Speaking at a news conference minutes after Patrolmen's Benevolent Association President Patrick Lynch denied that NYPD officer Daniel Pantaleo used a chokehold while attempting to arrest Eric Garner on July 17, de Blasio told reporters that the city's medical examiner's office was "the gold standard in this country" for medical science.
Last week, the medical examiner ruled Garner's death a homicide, saying it was caused by neck compressions from a chokehold and "the compression of his chest and prone positioning during physical restraint by police." Asthma, heart disease and obesity were contributing factors in the death, the medical examiner said.
Prosecutors are still investigating. Pantaleo has been stripped of his gun and badge. Partial video of the arrest shows that Garner, 43, who was being arrested on Staten Island for selling untaxed single cigarettes, told the officers taking him into custody that he was being harassed.
The 6-foot-3-inch, 350-pound man then shook his arm free from an officer's grasp before he was placed into the chokehold and brought to the ground.
In the video, he can be heard complaining that he can't breathe.
Both the police commissioner and the mayor have said it appears a chokehold was used. Chokeholds are banned under NYPD policy.

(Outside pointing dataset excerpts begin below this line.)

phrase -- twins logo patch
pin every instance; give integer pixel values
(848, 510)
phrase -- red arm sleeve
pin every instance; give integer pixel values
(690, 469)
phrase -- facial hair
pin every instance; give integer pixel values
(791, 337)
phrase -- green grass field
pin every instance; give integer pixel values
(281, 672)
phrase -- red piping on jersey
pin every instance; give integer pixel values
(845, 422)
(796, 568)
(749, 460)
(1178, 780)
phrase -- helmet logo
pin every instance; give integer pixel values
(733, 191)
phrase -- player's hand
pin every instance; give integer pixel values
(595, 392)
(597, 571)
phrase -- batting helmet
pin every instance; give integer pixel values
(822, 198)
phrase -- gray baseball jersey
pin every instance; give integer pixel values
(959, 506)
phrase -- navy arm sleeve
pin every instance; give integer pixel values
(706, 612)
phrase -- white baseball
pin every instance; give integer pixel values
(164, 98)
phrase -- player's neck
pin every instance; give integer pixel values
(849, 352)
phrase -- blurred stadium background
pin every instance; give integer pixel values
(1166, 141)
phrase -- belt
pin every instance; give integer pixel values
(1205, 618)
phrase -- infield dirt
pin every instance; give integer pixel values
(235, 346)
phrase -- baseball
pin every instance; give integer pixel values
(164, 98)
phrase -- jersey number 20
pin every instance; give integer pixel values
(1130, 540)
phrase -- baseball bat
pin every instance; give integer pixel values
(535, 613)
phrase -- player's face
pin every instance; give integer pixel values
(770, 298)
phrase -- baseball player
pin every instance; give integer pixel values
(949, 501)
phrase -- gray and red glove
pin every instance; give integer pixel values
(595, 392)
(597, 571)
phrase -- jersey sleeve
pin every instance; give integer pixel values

On Tuesday, Lynch disputed the findings, telling reporters that Garner had been warned by officers the week before his death to stop selling cigarettes.
He denied allegations made by the Rev. Al Sharpton and others that race played any role in the confrontation between Garner, who is black, and Pantaleo, who is white.
"It is a person's behavior that leads to interactions with police, not who they are, what they look like or how much money they have in their pocket," Lynch said.
De Blasio, who stressed that he had "immense respect" for the NYPD, also addressed comments made by the head of the union representing sergeants, who said a supervising officer should oversee every arrest made. That could slow down officers' response times to fresh 911 calls, the mayor said.
"Union leaders say what union leaders say," de Blasio said. "I don't let the rhetoric of union leaders get in the way of getting job done."
Meanwhile, the Civilian Complaint Review Board, a police watchdog agency, is reexamining all complaints of illegal chokeholds used by police officers over the past five years.
There were about 1,000 chokehold allegations in that period, including 608 that were not investigated, according to the board's chairman, Richard Emery.